I would like to share this video with you. The background song is a Mariachi song about Mexico City. I hope you like it.


----------



## Hotu Matua (May 8, 2007)

Endless, fascinating, unforgettable Mexico City.
Nest of hopes and miseries, suns and snakes, the old and the new.

I love you, Mexico City, now and forever.


----------



## Hotu Matua (May 8, 2007)

A city that never ceases to surprise everyone with such an array of contrasts


----------



## Hotu Matua (May 8, 2007)

I have heard people saying
_"Mexico City has everything the world has to offer... problems included"_

Mexico City is, simply put, out of any possible description.


----------



## felipebarros2003 (May 10, 2007)

Beautiful !!!!!!!!!11


----------



## PoLy_MX (May 11, 2007)

:drool: I love when u arrive to benito juarez airport because u can see from the airplane how bigger is the city!!


----------



## bobbycuzin (May 30, 2007)

^^ yeah the first thing that strikes people visiting mexico city is the aerial view from the plane, you literally cannot see where the city ends on any of the horizons


----------



## FROM LOS ANGELES (Sep 25, 2005)

An international "must see" city.

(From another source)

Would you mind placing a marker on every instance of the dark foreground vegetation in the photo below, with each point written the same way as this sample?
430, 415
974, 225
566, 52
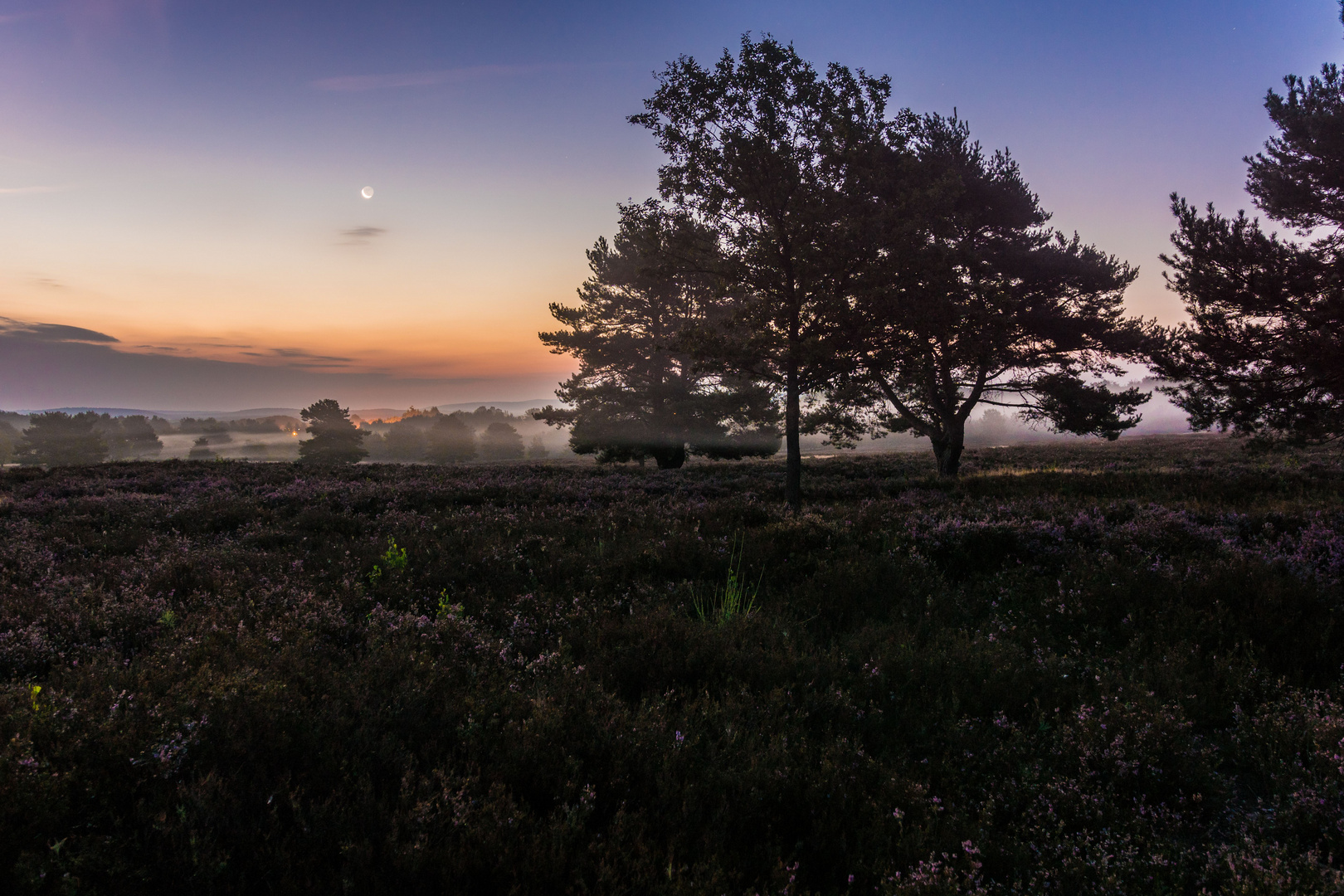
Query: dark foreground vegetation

More please!


----------



## kids (Dec 12, 2004)

Wow - amazing stuff.


----------



## nestor morales (Feb 1, 2008)

Mexico City is big too much! I couldn't living in it.I 'm customed to live in a city 350.000 inhabitants.Why does it grow that city like this? Mexico City has more people than Chile whole!


----------



## BrickellResidence (Feb 4, 2008)

in the past, in just ten years mexico city boomed from 7 million to 14 million!!!!!
and i believe when we escape mexico city will have a massive economic growth and turn into a world alpha city in the future and slum replacement is taking place right now in mexico city and it could turn into developed status soon.


----------



## eklips (Mar 29, 2005)

One thing I'd like to know and that I have never seen here on SSC is what Mexico city looks like on the ground from an ordinary street. (taking into account that the city must be very diverse). Not beautifull buildings and monuments, the few big and known avenues. 

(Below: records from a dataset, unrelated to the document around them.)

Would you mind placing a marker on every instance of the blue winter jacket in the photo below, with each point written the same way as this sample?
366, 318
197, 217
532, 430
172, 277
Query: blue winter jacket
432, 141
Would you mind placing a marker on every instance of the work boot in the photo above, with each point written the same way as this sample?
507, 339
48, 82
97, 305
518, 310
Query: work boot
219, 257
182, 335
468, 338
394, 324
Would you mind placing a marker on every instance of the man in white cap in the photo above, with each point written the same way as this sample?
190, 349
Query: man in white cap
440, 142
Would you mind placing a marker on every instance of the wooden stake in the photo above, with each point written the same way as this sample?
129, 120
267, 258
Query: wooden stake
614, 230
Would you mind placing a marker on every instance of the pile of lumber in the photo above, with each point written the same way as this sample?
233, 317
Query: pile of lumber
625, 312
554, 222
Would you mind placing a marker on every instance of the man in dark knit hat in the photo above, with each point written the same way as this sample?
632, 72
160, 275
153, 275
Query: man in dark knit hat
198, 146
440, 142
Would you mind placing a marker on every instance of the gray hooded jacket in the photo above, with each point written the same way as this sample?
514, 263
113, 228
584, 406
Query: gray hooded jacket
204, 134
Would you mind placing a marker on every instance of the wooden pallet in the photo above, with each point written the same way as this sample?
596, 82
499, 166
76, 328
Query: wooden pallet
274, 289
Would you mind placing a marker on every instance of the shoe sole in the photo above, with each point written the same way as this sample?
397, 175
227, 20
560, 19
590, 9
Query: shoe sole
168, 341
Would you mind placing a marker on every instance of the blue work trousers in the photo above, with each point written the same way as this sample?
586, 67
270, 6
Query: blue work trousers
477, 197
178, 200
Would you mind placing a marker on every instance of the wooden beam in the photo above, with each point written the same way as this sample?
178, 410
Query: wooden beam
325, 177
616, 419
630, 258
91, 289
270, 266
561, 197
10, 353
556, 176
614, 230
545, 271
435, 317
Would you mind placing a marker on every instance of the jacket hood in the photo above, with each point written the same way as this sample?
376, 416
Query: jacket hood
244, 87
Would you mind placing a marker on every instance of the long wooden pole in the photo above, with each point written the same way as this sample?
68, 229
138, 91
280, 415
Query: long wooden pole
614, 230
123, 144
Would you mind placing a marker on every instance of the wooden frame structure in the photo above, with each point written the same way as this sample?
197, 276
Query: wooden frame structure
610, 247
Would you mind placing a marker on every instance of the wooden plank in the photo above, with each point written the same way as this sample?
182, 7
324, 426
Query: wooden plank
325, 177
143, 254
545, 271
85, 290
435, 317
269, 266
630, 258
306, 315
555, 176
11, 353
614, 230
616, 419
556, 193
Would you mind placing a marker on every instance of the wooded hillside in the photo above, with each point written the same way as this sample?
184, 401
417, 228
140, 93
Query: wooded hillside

I mean what you'd see if you take a taxi from one side of the town to the other.


----------



## D.D. (Nov 26, 2007)

^^the biggest slum is located in mexico city... but who cares!!, this is a must see city no matter what.


----------



## eklips (Mar 29, 2005)

Of course, I didn't say that nor judge the place since I've never been there. And I am not elitist, the fact that it has a huge slum doesn't mean it's a "bad city" for me (even if having slums is problematic as it's inhabitants live in dire conditions). But I'd like to know what it looks like, not just looking at views that make your jaws break or buildings with nice architecture.


----------



## BrickellResidence (Feb 4, 2008)

but slums in mexico city is not worse than the asian slums because mexico city slums are concrete but asian slums are made of carton!!!


----------



## elbart089 (Nov 18, 2007)

DFM..Dani said:


> ^^the biggest slum is located in mexico city... but who cares!!, this is a must see city no matter what.

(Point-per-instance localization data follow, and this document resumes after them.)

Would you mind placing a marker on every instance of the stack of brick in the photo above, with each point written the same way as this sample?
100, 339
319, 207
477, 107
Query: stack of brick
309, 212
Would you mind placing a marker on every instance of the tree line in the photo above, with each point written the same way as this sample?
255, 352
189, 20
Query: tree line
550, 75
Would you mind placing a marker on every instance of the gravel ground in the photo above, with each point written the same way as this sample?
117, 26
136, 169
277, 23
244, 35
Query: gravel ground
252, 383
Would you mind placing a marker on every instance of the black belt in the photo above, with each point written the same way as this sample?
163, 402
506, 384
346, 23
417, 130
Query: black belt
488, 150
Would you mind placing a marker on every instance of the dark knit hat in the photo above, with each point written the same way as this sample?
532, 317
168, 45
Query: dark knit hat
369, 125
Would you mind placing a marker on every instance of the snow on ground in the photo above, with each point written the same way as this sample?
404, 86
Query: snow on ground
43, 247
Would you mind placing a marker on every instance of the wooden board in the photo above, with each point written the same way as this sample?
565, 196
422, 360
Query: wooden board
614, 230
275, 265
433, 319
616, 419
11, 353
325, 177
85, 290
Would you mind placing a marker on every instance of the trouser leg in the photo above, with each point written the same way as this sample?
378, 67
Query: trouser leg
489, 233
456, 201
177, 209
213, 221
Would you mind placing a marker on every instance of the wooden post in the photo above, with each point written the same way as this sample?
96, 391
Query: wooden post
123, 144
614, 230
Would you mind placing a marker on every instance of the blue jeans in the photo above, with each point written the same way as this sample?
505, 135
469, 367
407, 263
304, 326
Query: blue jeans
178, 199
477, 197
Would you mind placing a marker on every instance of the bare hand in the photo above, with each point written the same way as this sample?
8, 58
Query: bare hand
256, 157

I don't think there are really "slums" in Mexico City, there are just ugly neighbourhoods, but still they all have pavimented streets and it's not like there 4 houses on top of each other.

BTW, nothing against beautiful brazil, but werent whe biggest slums of Latin America located in Rio and Sao Paolo?


----------



## BrickellResidence (Feb 4, 2008)

actually rio's slums has about 12 million people!!!


----------



## monkeyronin (May 18, 2006)

brickellresidence said:


> actually rio's slums has about 12 million people!!!


Rio has 13.5 million people total. So you're saying that 89% of its inhabitants live in slums. Right. :|


----------



## BrickellResidence (Feb 4, 2008)

no thats wat my geography book said that 12 million people live without power and water in rio ????? is that true im not sure maybe 4 or 6 milloin


----------



## 6-6-6 (Jan 14, 2008)

brickellresidence said:


> no thats wat my geography book said that 12 million people live without power and water in rio ????? is that true im not sure *maybe 4 or 6 milloin*


thats more likely.


----------



## BrickellResidence (Feb 4, 2008)

dat video is more likt tokyo or any other wealthy cities


----------



## Phriggin' Ogre (Aug 3, 2003)

good vid


----------